Orlando’s housing market next year is expected to see reduced price growth that is likely to delay full recovery from the decade-old real estate bust for years, economists say.
Economists from the National Association of Realtors, Zillow and mortgage analyst HSH.com predicted slower price growth in Orlando, about 3 percent — down from double-digit increases in recent years. Stagnating prices could delay full recovery for another seven years, according to Zillow. Getting back to 2006 price levels is key for homeowners who purchased at that time and also for those trying to gain a bigger ownership stake in their homes.
Orlando price growth has been “quite strong” since the bottom in 2011, said Lawrence Yun, the National Association of Realtors’ Chief Economist. The area’s robust job growth should keep prices from collapsing but calmer days are ahead, he said.
“Orlando could see more moderate price growth moving forward,” said Yun. New reports show the median price in the core Orlando market — mostly Orange and Seminole counties — was $224,000 in November and still down sharply from the peak of $264,436 more than 10 years ago.
One concern: Price increases could stall if investors dump the distress sales they purchased and transformed into rentals. Orlando is seeing near-record levels of single-family homes used as rentals, according to a new report by Zillow. One out of five of Metro Orlando houses was a rental and about a third of rentals could be sold as starter houses to first-time buyers.
Seminole County schoolteacher Catherine Jollie, 26, said she looked at more than 20 houses when she was shopping earlier this year. Most of the houses were investor owned, empty and in need of work. Even though prices seemed high for the fixer uppers, they sold fast. Houses went under contract so quickly that her uncle, Winter Park real estate agent David Welch, quickly crossed them off the list because they were snapped up.
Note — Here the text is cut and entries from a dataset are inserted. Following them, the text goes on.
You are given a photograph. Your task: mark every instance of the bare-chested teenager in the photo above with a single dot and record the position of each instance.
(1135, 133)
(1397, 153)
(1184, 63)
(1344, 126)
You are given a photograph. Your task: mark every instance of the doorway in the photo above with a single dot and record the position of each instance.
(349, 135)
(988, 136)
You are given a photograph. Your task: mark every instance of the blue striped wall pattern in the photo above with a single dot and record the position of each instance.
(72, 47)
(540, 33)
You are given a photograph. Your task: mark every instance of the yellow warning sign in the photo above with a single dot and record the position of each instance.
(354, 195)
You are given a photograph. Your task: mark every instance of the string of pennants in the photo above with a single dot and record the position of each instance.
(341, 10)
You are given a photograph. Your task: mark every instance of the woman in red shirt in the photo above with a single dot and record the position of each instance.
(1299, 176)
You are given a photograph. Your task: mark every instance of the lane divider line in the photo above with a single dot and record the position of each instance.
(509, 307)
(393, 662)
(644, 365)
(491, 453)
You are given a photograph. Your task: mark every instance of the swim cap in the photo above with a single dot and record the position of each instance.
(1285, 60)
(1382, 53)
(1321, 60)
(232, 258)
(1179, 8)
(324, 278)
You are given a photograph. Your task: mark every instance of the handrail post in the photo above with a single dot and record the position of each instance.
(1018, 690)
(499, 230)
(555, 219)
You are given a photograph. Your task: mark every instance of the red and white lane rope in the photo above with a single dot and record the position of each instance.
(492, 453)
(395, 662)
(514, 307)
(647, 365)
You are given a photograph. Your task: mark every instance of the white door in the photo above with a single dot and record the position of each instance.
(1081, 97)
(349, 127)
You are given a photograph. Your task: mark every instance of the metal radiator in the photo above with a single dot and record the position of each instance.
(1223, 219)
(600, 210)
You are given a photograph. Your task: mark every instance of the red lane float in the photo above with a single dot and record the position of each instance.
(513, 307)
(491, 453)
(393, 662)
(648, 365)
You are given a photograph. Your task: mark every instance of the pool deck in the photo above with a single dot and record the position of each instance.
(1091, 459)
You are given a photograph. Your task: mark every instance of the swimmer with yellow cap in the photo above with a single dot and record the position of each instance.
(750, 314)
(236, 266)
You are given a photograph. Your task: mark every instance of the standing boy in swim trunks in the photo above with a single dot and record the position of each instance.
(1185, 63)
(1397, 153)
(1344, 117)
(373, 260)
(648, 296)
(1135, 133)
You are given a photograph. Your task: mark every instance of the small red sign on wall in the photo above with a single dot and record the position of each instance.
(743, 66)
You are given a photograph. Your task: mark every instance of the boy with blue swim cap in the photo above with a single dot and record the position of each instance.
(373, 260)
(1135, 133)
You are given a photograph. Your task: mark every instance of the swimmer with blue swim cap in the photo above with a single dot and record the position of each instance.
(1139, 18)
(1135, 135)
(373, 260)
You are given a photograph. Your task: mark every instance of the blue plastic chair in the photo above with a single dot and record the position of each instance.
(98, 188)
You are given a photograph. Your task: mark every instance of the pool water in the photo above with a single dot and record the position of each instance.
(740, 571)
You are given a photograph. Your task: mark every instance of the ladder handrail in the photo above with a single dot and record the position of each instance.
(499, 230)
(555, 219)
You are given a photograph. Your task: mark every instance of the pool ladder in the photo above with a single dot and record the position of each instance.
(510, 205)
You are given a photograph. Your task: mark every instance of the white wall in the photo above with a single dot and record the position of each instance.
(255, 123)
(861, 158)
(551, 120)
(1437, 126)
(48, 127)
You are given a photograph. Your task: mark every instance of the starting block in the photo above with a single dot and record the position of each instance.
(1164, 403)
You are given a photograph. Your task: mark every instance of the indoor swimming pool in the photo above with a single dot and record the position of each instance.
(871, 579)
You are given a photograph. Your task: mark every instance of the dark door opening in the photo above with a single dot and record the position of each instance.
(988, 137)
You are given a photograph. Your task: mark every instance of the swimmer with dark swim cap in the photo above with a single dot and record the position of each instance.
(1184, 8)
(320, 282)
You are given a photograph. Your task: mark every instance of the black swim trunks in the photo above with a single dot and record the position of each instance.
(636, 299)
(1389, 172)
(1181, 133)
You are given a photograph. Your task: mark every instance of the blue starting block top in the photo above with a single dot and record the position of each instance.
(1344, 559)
“It was so frustrating to go in and know I couldn’t beat the offers from other investors,” she said.
Welch said a wave of investment groups selling off properties could swell supply and depress listings.
“I have definitely run into investors starting to divest themselves and I’m wondering what impact that will have,” he said, adding that investor sales of starter homes fail to deliver the move-up buyers that benefit a market. “The investors are starting to say: ‘This may have played itself out.’ ”
Orlando’s housing market could take as long as seven more years to fully recover if prices return to typical annual growth rates, Zillow Senior Economist Skylar Olsen said. The region’s slim supply of homes on the market and other dynamics, though, could expedite the housing market’s healing process.
“Orlando fell far in the bubble bust, so they have a lot of ground to recover,” he said. “Orlando has experienced strong home values above 7 percent over the last few years, driven by strong fundamentals and constrained inventory. If those trends continue, it will take less than three years to recover at the current rate.”
November home prices in the core Orlando market — mostly Orange and Seminole counties — grew 2 percent from a month earlier and and 11 percent from year earlier, according to a new report by the Orlando Regional Realtor Association. The market showed signs of its typical early-winter slowdown following a hurricane season that whiplashed sales. November sales were down 6 percent month-over-month to 2,735. From a year ago, they were up about 8 percent.
Also in November, buyers got more leeway with interest rates dipping to 3.96 percent from 4.03 percent in October. Houses lasted longer on the market before coming under contract in an average 62 days, down from 56 days in October.
Association President Bruce Elliott, of Regal R.E. Professionals LLC, said he anticipated “the traditional sales jump that occurs in December.”
Following months of shopping, Jollie said she was able to purchase her first home. It did not have new appliances and finishes, but everything was in good working order. Her advice for anyone looking now: “I would advise them to start looking early.”